During the 1930s, Waddington also began his close association with such emerging avant-garde painters, sculptors, and architects as Henry Moore, Barbara Hep-worth, Ben Nicholson, John Piper, Sandy Calder, and Walter Gropius. Waddington’s knowledge and appreciation of art was considerable; more than thirty years later he wrote his enormously ambitious analysis Behind Appearance: A Study of the Relations between Painting and the Natural Sciences in This Century (1969). In 1936, he married painter and architect Justin Blanco White. The two daughters from this marriage (Dusa and Caroline) and his son from his first marriage, all became academics, in mathematics, social anthropology, and physics respectively.

During World War II Waddington served in the Coastal Command.
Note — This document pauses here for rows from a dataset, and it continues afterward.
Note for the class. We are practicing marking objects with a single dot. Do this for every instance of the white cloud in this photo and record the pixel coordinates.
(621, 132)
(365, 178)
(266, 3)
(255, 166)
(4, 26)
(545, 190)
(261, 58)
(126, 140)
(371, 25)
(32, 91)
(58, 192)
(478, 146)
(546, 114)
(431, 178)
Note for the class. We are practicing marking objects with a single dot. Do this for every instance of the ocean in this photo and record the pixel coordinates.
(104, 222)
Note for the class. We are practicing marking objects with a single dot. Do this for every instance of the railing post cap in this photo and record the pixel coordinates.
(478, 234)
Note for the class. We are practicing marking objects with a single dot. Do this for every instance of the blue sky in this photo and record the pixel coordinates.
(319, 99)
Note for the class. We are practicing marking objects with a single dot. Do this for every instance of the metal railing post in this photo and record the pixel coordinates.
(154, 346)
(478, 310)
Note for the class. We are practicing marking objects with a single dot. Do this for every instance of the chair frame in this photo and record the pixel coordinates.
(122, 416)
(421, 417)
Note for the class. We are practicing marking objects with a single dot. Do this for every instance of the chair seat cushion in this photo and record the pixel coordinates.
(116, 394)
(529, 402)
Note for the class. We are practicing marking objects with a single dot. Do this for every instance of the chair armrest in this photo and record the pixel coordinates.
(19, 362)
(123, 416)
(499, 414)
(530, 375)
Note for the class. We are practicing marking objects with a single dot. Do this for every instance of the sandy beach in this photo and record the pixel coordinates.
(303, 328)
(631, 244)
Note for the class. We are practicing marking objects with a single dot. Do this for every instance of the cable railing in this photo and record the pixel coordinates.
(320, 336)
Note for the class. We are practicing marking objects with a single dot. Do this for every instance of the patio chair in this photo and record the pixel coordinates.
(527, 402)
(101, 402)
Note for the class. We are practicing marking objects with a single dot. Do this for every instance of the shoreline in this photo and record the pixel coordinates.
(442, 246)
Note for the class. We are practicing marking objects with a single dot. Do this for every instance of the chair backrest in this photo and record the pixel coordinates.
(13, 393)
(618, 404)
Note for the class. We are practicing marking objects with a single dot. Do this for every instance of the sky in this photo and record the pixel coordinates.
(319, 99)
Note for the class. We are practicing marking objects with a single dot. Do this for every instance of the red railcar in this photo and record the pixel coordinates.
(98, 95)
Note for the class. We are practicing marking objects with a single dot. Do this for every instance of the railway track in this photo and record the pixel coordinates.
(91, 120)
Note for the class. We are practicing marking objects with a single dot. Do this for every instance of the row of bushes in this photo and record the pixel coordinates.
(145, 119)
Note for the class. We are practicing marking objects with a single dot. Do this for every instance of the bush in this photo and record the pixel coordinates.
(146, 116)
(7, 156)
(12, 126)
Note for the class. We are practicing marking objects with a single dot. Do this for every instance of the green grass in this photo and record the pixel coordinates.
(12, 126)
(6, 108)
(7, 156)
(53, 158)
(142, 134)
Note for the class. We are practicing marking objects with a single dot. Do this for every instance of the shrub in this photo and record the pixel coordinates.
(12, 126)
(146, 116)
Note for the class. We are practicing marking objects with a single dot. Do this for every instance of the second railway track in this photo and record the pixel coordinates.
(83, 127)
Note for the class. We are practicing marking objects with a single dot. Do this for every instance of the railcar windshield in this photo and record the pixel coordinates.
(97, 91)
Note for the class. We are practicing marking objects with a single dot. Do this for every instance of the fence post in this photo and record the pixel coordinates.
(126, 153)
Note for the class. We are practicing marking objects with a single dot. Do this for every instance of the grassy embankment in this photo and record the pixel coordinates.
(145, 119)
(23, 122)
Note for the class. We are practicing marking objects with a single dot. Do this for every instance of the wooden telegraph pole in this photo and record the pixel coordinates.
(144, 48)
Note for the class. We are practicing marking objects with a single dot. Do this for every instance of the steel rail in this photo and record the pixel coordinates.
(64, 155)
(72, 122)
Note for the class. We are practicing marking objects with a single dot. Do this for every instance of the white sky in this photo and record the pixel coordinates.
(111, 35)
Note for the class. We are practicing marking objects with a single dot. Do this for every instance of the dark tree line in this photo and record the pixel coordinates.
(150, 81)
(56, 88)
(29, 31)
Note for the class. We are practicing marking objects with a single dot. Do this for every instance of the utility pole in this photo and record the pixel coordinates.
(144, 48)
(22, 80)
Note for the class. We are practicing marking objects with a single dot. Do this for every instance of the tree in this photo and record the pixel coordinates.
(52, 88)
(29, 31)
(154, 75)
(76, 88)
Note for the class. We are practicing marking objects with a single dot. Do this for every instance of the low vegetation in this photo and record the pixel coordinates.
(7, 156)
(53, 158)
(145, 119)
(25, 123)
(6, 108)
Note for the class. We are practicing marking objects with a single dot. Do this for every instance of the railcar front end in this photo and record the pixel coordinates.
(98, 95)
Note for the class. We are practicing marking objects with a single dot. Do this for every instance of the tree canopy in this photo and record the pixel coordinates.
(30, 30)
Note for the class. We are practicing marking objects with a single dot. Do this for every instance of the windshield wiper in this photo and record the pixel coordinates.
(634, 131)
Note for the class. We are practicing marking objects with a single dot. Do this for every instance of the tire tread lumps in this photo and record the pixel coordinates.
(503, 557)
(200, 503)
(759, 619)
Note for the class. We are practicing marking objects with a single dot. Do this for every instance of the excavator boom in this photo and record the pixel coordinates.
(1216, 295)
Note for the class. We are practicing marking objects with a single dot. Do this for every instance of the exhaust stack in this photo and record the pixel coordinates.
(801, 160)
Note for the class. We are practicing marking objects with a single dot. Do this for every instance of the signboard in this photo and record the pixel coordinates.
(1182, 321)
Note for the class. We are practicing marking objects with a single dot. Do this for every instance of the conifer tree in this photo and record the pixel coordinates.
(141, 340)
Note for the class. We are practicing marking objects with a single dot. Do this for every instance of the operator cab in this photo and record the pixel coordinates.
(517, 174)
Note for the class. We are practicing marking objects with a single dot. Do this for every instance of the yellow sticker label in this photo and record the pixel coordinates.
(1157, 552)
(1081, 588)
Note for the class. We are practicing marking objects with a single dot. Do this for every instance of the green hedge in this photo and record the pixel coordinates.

Thirty years later, based on his experience with anti-U-boat operations, he wrote Operational Research in World War II: O. R. against the U-boat (1973). In 1947, the year he was elected a Fellow of the Royal Society, Waddington extended his influence in genetics as chief geneticist and deputy director of an Agricultural Research Council Unit on Animal Breeding and Genetics Research, based in Edinburgh, coupled with his election to the Buchanan Chair of Genetics in the University of Edinburgh. By his fiftieth birthday in November 1955, Waddington had built the Edinburgh unit into the largest and strongest Genetics Department in the United Kingdom and one of the largest and strongest anywhere in the world.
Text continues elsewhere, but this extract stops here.